194 rows × 4 columns

In [11]:
tbDRColumn = data['TB deaths (per 100,000)']
tbDRMean=tbDRColumn.mean()
tbDRMean
Out[11]:
13.988003982547117
In [12]:
tbDRColumn = data['TB deaths (per 100,000)']
tbDRMedian=tbDRColumn.median()
tbDRMedian
Out[12]:
4.223028743152806

Conclusions

When viewed on a per head-of-population basis it is clear that TB is primarily a disease of developing countries in Africa and South East Asia. Broadly speaking the worst afflicted countries are those still emerging from a history of exploitation, colonisation, poor governance and armed conflict. They are among the poorest countries in the world and their citizens can expect little in the way of government services. Effective health care for patients with TB is essential to halt the spread of the disease within communities.

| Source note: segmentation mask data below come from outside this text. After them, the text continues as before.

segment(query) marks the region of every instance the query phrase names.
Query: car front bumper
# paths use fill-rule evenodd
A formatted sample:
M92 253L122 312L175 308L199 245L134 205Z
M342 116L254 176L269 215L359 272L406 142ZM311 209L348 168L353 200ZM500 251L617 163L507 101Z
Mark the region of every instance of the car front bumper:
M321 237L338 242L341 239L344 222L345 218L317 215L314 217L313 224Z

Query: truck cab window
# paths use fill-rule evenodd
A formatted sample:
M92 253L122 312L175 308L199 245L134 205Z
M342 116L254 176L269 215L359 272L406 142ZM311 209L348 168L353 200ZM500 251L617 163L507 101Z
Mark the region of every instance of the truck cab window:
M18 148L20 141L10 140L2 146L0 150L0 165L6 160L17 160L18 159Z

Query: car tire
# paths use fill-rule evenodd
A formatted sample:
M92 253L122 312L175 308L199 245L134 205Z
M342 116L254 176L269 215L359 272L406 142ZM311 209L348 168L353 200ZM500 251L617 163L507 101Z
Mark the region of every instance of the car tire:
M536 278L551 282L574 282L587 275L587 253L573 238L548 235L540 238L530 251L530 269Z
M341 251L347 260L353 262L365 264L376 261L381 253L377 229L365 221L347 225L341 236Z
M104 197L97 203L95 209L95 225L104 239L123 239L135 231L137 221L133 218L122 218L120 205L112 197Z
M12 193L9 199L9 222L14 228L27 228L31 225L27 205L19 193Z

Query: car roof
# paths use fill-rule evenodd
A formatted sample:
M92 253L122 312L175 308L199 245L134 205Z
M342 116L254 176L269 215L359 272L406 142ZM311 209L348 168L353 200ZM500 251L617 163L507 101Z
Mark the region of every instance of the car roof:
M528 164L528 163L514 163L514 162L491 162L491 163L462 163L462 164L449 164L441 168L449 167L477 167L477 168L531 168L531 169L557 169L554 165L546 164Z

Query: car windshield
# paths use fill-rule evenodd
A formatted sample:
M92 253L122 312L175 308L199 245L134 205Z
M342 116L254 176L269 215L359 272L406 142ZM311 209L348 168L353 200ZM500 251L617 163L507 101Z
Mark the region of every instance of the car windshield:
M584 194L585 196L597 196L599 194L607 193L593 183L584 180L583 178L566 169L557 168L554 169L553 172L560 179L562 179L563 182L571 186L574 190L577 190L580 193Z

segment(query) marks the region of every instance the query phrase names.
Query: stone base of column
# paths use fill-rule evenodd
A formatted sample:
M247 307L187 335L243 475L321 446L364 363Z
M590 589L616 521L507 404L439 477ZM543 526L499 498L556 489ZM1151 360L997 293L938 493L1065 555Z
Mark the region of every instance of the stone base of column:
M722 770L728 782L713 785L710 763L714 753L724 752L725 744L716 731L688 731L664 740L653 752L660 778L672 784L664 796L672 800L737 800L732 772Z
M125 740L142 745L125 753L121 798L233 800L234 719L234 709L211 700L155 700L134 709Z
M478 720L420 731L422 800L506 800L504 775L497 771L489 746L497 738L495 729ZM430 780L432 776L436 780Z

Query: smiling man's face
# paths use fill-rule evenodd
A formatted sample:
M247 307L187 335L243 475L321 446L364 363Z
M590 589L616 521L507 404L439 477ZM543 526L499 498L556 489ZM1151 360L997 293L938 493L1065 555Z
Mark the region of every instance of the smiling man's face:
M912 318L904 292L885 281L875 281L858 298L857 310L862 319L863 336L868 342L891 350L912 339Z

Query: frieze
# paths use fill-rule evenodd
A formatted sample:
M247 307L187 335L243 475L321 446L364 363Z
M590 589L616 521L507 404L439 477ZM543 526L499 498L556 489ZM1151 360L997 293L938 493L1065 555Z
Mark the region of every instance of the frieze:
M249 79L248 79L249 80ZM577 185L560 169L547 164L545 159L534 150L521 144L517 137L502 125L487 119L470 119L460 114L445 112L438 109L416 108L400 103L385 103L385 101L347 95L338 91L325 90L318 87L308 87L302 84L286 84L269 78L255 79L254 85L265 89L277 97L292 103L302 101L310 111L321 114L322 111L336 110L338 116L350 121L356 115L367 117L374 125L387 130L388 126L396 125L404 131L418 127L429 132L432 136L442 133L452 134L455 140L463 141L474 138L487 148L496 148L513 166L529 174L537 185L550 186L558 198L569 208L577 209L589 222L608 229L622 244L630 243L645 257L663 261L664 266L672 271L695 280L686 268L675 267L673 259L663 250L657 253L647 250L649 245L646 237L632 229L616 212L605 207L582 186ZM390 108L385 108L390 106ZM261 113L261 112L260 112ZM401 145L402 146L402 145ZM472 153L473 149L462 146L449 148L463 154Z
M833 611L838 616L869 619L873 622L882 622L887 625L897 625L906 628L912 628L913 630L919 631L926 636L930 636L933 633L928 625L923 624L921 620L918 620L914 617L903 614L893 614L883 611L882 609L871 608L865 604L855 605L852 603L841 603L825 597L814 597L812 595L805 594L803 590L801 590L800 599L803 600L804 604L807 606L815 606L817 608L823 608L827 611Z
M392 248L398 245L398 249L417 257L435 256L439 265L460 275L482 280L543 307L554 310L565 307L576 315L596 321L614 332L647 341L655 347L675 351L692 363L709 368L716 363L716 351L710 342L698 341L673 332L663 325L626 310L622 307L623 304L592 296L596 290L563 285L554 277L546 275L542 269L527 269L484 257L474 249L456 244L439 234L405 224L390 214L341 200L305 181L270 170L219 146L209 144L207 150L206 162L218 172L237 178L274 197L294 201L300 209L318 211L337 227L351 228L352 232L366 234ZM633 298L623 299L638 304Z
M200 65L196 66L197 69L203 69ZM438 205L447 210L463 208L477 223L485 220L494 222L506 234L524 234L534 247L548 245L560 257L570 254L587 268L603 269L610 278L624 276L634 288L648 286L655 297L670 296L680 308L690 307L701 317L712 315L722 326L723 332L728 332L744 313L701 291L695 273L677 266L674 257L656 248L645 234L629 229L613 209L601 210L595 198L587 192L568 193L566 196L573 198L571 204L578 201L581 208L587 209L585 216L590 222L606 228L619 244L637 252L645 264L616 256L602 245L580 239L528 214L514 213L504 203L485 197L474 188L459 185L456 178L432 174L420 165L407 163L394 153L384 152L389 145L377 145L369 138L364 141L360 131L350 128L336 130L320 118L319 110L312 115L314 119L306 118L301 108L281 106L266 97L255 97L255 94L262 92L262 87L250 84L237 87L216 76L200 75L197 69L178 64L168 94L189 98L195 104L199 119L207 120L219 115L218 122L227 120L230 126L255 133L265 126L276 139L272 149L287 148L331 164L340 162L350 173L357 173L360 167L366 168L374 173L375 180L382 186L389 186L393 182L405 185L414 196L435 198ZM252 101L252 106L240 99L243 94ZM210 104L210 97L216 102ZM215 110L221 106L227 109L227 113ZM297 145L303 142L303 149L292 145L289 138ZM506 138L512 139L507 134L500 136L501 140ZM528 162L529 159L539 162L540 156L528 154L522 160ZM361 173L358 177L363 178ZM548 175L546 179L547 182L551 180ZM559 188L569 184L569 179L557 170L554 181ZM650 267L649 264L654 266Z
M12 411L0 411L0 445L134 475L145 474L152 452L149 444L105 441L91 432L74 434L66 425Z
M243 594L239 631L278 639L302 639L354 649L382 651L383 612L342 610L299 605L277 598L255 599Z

The countries where TB is least prevalent are those of Western Europe and the Anglosphere, which are among the richest countries in the world, where public order prevails and where standards of housing and health care are high.

There are some cases that do not fit this generalisation. Cuba, for example, has both a colonial past and a history of conflict arising from that. Its people are very poor but its government has been effective in providing basic services such as education and health. TB is less of a problem in Cuba than in some European countries.

This pattern suggests further lines of enquiry about the conditions which contribute to the spread of TB and the strategies for stopping it. A further study could take into account other relevant variables, such as GDP, family income, education levels and health service provision.